Hard to accomplish with an inchoate, fragmented non-system, but a good goal.

4. Develop the Workforce to Foster Patient-Centered and Primary Care

Example: Denmark
“The U.S. is strikingly different from other industrialized countries in one important respect: its relative under-investment in patient-centered primary care. The U.S. has a much lower fraction of primary care physicians, and much better financial rewards for specialty care. A review of the literature indicates that better access to primary care lowers total cost and improves outcomes.
“In Denmark, which has the highest public satisfaction with health care of any country in Europe, primary care is much more accessible than in the U.S. A blend of capitation and fee-for-service payments to generalist physicians in Denmark assures that everyone has a primary care physician or "medical home," and generalist physicians typically provide services quickly, often in same-day appointments.”
I don’t know what Denmark’s percentage of GPs is, but in France, in 2002, 53.3 percent of physicians were in general/family practice. Compare that to 22.5 percent of U.S. doctors in general or family practice.
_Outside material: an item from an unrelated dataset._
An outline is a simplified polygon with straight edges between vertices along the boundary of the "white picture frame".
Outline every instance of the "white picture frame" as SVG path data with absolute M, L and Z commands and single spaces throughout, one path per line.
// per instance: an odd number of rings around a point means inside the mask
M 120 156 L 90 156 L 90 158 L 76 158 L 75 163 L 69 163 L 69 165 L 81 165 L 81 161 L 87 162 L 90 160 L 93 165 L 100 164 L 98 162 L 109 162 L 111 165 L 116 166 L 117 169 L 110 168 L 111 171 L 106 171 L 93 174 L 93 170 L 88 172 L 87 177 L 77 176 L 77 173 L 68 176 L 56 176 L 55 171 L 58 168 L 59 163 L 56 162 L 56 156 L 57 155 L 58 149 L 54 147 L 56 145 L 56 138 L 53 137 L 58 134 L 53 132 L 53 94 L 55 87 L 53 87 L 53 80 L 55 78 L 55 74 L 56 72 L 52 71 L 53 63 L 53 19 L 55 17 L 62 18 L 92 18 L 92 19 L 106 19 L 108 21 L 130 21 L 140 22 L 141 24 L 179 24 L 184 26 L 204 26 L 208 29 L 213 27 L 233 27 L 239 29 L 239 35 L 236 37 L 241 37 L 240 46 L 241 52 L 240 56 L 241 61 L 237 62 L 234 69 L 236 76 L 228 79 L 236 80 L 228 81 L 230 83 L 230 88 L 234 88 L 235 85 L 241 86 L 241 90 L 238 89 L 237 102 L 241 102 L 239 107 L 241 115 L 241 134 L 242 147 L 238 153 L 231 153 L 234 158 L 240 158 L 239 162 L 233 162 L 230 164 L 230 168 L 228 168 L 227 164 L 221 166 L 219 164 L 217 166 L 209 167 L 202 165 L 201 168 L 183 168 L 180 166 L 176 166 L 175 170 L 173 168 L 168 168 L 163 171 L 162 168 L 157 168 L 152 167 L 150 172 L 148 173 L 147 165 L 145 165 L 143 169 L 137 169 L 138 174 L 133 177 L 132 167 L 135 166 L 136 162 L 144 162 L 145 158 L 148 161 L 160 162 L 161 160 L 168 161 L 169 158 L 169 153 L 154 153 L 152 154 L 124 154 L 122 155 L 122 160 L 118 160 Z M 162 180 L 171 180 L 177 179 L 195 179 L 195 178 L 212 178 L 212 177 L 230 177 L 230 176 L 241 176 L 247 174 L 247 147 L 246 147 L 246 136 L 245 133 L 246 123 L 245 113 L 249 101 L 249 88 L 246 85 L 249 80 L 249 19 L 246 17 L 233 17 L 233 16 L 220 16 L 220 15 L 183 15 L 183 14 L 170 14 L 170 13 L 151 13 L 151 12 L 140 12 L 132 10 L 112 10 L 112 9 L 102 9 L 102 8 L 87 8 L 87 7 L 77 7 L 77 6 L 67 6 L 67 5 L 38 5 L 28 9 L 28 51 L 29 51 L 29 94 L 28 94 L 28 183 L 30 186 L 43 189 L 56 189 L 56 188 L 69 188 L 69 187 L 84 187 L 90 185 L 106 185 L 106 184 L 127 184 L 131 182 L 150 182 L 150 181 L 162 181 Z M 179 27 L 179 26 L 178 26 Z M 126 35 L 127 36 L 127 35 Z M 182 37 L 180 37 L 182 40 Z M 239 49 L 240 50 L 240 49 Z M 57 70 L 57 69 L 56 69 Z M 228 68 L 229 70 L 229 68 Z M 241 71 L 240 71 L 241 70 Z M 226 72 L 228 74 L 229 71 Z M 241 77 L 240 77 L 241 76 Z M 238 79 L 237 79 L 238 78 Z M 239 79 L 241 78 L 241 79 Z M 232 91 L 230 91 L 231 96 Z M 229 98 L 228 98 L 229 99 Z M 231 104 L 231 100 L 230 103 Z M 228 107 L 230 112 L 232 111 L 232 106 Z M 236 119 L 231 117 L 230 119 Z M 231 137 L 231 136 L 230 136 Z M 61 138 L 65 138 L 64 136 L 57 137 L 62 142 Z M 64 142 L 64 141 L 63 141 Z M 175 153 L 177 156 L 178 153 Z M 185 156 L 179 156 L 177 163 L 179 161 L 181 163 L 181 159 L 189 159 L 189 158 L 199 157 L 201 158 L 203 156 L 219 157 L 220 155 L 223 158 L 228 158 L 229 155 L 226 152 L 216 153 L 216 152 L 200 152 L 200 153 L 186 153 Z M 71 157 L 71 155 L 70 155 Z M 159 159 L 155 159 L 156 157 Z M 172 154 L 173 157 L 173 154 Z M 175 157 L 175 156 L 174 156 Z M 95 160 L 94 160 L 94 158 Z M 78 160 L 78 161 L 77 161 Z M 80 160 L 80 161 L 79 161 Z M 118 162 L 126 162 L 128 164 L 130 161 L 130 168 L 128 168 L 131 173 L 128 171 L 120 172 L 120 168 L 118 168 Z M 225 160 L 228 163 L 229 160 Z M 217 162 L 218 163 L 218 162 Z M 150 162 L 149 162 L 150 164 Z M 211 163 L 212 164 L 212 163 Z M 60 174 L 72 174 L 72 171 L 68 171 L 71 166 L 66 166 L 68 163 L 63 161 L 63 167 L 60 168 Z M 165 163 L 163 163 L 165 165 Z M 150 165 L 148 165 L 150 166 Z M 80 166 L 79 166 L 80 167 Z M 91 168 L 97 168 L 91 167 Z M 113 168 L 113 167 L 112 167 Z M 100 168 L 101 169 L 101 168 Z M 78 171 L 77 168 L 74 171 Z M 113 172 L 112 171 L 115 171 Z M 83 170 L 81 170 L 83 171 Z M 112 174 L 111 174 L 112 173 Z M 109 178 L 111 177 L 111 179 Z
5. Increase Transparency and Reward Quality and Efficiency

Examples: Massachusetts Health Quality Partners Increase Transparency and New York State
“Public reporting of information on the performance of health plans and providers can spur improvements in quality and efficiency, by helping consumers make more informed decisions and by stimulating providers and plans to be more accountable for their results.”
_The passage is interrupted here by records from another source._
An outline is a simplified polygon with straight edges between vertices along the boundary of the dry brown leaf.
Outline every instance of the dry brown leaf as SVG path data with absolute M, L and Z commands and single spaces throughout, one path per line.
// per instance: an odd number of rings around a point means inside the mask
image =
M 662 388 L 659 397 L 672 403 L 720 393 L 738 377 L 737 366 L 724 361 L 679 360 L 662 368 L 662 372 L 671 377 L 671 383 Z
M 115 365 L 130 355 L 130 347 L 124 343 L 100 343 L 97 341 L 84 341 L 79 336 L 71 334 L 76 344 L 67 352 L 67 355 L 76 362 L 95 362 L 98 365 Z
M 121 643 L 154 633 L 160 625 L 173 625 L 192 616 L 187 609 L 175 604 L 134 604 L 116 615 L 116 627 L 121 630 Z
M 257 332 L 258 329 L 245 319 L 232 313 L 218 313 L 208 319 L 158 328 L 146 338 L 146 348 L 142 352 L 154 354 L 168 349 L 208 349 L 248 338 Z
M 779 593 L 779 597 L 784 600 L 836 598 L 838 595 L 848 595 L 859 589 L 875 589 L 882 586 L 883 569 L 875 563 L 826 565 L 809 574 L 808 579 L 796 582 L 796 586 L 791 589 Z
6. Expand the Use of Information Technology and Exchange

Example: Rhode Island Information Exchange
“The Rhode Island Health Information Exchange (HIE) initiative is a public–private effort to allow providers, with their patients' permission, to electronically access important patient health information from a variety of sources.”

7. Encourage Leadership and Collaboration among Public and Private Stakeholders

Example: Puget Sound Health Alliance
The alliance “is an independent non-profit organization composed of employers, physicians, hospitals, consumers, health plans and other interested parties. The group's aim is to improve care and continuity by developing guidelines for providers, self-management and decision-making tools for patients and consumers, evaluations and reports on quality, and a collaborative approach to quality improvement.”

These are improvements that need to take place in most countries. It’s notable that European countries are far ahead of the U.S. in all of these points.